Departments of Chemistry and Molecular and Cell Biology, University of California, Berkeley, California 94720, USA.
J Chem Phys. 2013 Sep 28;139(12):121905. doi: 10.1063/1.4812768.
Markov models and master equations are a powerful means of modeling dynamic processes like protein conformational changes. However, these models are often difficult to understand because of the enormous number of components and connections between them. Therefore, a variety of methods have been developed to facilitate understanding by coarse-graining these complex models. Here, we employ Bayesian model comparison to determine which of these coarse-graining methods provides the models that are most faithful to the original set of states. We find that the Bayesian agglomerative clustering engine and the hierarchical Nyström expansion graph (HNEG) typically provide the best performance. Surprisingly, the original Perron cluster cluster analysis (PCCA) method often provides the next best results, outperforming the newer PCCA+ method and the most probable paths algorithm. We also show that the differences between the models are qualitatively significant, rather than being minor shifts in the boundaries between states. The performance of the methods correlates well with the entropy of the resulting coarse-grainings, suggesting that finding states with more similar populations (i.e., avoiding low population states that may just be noise) gives better results.

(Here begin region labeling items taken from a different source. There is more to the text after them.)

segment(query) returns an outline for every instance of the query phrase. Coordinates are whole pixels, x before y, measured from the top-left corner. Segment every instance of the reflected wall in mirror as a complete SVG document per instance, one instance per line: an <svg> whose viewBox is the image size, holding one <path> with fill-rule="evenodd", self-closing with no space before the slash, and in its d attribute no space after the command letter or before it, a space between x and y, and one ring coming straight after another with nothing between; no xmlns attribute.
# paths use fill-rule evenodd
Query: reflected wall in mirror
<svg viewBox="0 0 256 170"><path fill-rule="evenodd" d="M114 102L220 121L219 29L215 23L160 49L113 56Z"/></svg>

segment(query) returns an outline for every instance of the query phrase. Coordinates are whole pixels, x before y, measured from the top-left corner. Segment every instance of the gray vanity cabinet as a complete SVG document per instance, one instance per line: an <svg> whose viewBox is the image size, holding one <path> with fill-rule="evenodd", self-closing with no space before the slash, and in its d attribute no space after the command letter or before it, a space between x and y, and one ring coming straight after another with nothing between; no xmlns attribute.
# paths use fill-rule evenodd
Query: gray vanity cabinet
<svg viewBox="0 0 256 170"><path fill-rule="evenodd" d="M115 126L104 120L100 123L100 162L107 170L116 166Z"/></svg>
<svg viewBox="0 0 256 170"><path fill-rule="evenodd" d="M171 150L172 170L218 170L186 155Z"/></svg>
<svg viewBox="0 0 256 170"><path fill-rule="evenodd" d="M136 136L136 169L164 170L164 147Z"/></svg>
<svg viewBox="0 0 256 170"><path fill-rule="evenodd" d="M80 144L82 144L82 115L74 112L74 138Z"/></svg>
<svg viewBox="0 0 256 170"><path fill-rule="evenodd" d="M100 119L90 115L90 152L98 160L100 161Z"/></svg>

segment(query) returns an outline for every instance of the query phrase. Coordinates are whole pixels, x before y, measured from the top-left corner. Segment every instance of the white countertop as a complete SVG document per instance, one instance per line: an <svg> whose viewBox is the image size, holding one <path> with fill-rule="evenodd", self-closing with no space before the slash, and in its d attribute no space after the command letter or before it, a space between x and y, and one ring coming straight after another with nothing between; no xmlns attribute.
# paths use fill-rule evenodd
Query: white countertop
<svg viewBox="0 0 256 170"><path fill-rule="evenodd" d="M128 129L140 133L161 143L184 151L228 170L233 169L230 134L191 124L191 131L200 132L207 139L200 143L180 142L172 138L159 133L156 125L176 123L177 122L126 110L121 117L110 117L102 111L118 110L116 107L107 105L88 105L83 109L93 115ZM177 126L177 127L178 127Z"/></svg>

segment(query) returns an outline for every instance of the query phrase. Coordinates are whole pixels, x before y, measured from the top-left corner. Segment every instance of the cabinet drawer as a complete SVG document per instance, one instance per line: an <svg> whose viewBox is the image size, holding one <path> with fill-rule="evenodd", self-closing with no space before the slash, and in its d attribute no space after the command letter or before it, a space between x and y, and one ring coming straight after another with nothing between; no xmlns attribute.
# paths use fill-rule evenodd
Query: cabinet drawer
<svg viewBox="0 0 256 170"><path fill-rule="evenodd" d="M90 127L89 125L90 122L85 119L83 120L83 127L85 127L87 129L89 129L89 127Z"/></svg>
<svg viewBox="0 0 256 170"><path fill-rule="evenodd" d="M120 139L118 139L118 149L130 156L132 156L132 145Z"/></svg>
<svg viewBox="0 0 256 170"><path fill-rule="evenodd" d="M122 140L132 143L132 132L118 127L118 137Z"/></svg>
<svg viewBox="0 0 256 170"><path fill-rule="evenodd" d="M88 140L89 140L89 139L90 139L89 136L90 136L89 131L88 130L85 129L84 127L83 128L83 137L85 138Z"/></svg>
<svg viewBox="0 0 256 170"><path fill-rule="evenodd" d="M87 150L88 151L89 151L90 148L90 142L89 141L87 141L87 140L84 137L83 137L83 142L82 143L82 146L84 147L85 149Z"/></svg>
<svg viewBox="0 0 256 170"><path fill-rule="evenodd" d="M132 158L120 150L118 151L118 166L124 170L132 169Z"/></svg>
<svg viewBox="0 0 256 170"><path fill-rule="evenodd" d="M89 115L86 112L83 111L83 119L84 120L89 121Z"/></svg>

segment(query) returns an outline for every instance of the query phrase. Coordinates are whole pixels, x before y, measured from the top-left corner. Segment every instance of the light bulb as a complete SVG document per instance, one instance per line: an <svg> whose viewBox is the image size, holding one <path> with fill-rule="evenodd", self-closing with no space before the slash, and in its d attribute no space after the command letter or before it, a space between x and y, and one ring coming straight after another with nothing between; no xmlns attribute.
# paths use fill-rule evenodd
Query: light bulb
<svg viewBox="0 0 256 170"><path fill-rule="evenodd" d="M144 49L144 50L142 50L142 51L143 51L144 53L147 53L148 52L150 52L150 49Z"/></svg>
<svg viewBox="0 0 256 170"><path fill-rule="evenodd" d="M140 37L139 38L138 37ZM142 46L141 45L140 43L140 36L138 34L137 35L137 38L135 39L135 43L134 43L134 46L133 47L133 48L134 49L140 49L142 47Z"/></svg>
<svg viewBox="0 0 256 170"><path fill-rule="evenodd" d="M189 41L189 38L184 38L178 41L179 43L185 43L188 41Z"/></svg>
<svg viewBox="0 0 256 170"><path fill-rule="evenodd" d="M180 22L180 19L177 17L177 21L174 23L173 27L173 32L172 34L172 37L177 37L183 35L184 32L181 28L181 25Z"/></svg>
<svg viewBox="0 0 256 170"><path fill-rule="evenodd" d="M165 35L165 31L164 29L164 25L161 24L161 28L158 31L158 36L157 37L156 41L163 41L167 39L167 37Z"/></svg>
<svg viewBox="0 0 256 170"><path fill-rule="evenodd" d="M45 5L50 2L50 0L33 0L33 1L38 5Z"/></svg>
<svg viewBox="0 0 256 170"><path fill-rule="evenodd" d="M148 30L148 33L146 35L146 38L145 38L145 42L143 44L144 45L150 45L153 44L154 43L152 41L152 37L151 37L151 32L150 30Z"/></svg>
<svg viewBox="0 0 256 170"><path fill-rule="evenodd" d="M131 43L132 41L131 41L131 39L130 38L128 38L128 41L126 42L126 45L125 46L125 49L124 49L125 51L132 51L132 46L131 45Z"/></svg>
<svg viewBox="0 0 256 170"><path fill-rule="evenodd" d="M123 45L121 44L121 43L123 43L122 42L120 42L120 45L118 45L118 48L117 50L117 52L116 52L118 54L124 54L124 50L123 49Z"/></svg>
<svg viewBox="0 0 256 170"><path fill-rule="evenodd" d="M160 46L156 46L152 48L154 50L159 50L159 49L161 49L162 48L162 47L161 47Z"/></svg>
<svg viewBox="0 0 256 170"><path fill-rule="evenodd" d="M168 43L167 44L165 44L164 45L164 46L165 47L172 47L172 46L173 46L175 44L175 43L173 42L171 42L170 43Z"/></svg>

马尔可夫模型和主方程是建模蛋白质构象变化等动态过程的有力手段。然而,由于这些模型中的组件和它们之间的连接数量巨大,因此通常难以理解。因此,已经开发了各种方法来通过对这些复杂模型进行粗粒化来促进理解。在这里,我们采用贝叶斯模型比较来确定这些粗粒化方法中哪一种提供了与原始状态集最忠实的模型。我们发现贝叶斯凝聚聚类引擎和分层 Nyström 扩展图(HNEG)通常提供最佳性能。令人惊讶的是,原始的 Perron 聚类分析(PCCA)方法通常提供下一个最佳结果,优于较新的 PCCA+方法和最可能路径算法。我们还表明,模型之间的差异在质上是显著的,而不是状态之间边界的微小变化。方法的性能与粗粒化的熵密切相关,这表明找到具有更相似群体的状态(即避免可能只是噪声的低群体状态)会产生更好的结果。